Insects. That’s right, you heard me. It turns out the smartest lifeform is the Australian Walking Stick, a truly ingenious insect.
How did I stumble upon the Australian Walking Stick, you ask? Well, last year I had the pleasure of doing my speech practicum in an elementary school, and I picked up some truly fascinating information during my time there. One day I was standing in a classroom with a student, gazing into a cage that was empty except for a few plants and a lot of sticks. My conversation with the student went something like this:
Me: “This is a very interesting empty cage. Can you tell me a bit about it?”
Student: “Well, it contains many insects. They are everywhere.”
Me: [This poor kid thinks he sees insects.] “Really? Where are they?”
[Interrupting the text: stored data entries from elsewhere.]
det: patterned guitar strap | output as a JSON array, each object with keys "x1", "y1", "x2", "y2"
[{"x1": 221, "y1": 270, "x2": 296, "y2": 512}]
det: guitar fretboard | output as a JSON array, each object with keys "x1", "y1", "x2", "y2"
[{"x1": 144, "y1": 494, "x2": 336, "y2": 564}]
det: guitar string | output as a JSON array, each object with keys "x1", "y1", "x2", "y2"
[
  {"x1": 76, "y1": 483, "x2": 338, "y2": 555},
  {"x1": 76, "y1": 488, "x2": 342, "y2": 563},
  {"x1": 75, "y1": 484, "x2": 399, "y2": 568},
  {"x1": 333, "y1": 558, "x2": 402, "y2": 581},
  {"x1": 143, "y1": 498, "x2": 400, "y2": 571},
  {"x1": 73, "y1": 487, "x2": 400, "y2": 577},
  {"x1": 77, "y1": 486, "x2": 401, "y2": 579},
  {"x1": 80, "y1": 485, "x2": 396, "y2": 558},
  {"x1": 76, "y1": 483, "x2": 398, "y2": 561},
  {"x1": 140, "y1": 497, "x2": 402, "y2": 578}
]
Student: “You’re holding one.”
Me: “No, I’m just holding this stick.”
Student: “That’s not a stick. See how it’s moving?”
Me: [Very sophisticated movements ensue, the details of which are fuzzy; there may have been some screaming and ducking under a table on my part while I very calmly and rationally attempt to shake off the animated stick from my hand**] “Why you’re right. This is an insect.”
**Don’t believe what you read in the encyclopedia that the Austalian Walking Stick is a docile, harmless insect that is strictly vegetarian. This vicious Walking Stick attacked me, and my life flashed before my eyes. (The previous statement contains information that is partially and/or entirely false. Please proceed at your own risk.)
An important lesson I learned from this pleasant interaction with the student is that children are not as unintelligent as they may seem. If you find yourself in Australia, holding a stick, and a child informs you that it’s a bug, you might want to believe him. In fact, if you find yourself in Australia, you may not want to pick up sticks at all. Try picking up rocks instead. Or litter.
However, the MOST important lesson I learned from this exchange with the second-grade student is that Australian Walking Sticks are truly brilliant creatures. First, they can blend into their surroundings, resembling the objects around them (sticks). This is a superpower previously only achieved by X-Men such as Facade and Mystique. I still have not learned to effectively blend into my surroundings, or to resemble a stick, despite the obvious benefits of such a skill. Even more incredible, however, is that Walking Sticks have learned to procreate without the need for men. Yes, the female Walking Stick is parthenogenetic, which means that the females lay unfertilized eggs, which hatch into female Walking Sticks that subsequently lay their own unfertilized eggs, which hatch into more females. If you’re catching my drift here, you will see that not only are men disposable to the Walking Stick culture, their lack of importance could eventually lead to an advanced Walking Stick society devoid of all male presence. Females would rule all the Walking Stick land (Australia) and females reaching adolescence no longer have to deal with the uncomfortable sex talk that Daddy Walking Sticks were previously forced to have with them.
In light of the fact that I have obtained most of my knowledge about Walking Sticks from a second-grade child (who, admittedly, is smarter than I am as he can distinguish between animate and inanimate objects, an area of apparent difficulty for myself), I ask that you please refer all questions, comments, arguments, and boycotts of this blog to the second-grade child, who asks that he remain anonymous. Or he would, if he knew I wrote this.